A couple of days ago TVWriter™ posted a video interview with Aereo investor/brains behind the whole thing Barry Diller and mentioned that the battle between him and NewsCorp/Rupert Murdoch over whether Aereo is legal was a dick fight of the highest order.
Now the Great TV Satan himself, CBS’s Les Moonves has entered the fray. He’s siding with NewsCorp, of course, cuz there’s no $$$ in it for him or CBS in going Aereo’s way.
All in all, I really like his plan if Aereo stays in business. A lot. But I’m not going to tell anybody. How would it look if I took the side of the biggest dick of all?
CBS and the other over-the-air broadcast networks are currently suing Aereo, the New York-based startup that transmits live TV over the Internet to subscribers who pay a monthly fee, but doesn’t pay anything to the broadcasters for doing so. Now, the head of CBS is saying the network might pull its signal off the air and go cable-only if it can’t stop Aereo.

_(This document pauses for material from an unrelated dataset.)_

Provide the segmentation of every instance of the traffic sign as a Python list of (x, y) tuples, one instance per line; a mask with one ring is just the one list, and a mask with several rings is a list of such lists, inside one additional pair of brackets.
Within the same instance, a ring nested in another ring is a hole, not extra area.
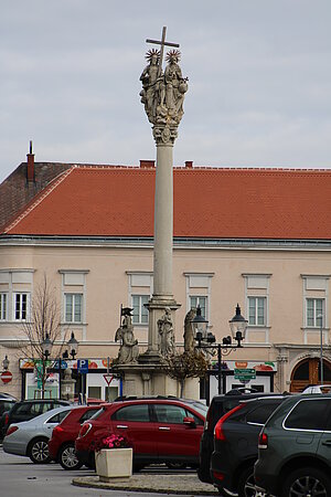
[(235, 380), (255, 380), (256, 371), (253, 368), (235, 369)]
[(12, 373), (10, 371), (2, 371), (0, 378), (3, 383), (9, 383), (12, 380)]
[(104, 378), (106, 380), (107, 385), (109, 387), (109, 384), (111, 383), (111, 381), (114, 379), (114, 374), (106, 373), (106, 374), (104, 374)]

“We’ve spoken to cable operators in New York,”said CBS Corp. CEO Les Moonves about pulling his network from the airwaves. “We can do it in a few days.”
At issue is the legality of Aereo. The broadcasters claim the company is illegally retransmitting their signals without paying. Aereo, which has a an array of tiny antennae, each dedicated to a single customer, maintains that it does not have to pay because it is doing nothing more than taking in the over-the-air signal via antenna and then sending it straight to the customer. The company holds that this is no different than having an antenna on the roof of a building.
“It’s illegal,” counters Moonves. “They’re taking our signal and charging people for it.”
In January, CBS told the editors of CNET, which is owned by the company, that they could not review Aereo while the lawsuit was pending. CBS had previously told CNET it could not review or give an award to Dish Network’s Hopper DVR for similar reasons.
Moonves’ comment comes only weeks after News Corp.’s COO made a similar statement, saying that the company would have to consider making FOX a cable-only network if the broadcasters fail in their bid to stop Aereo.
“This is not an ideal path we look to pursue, but we can’t sit idly by and let an entity steal our signal,” the COO said at the time. “If we can’t do a fair deal, we could take the whole network to a subscription model.”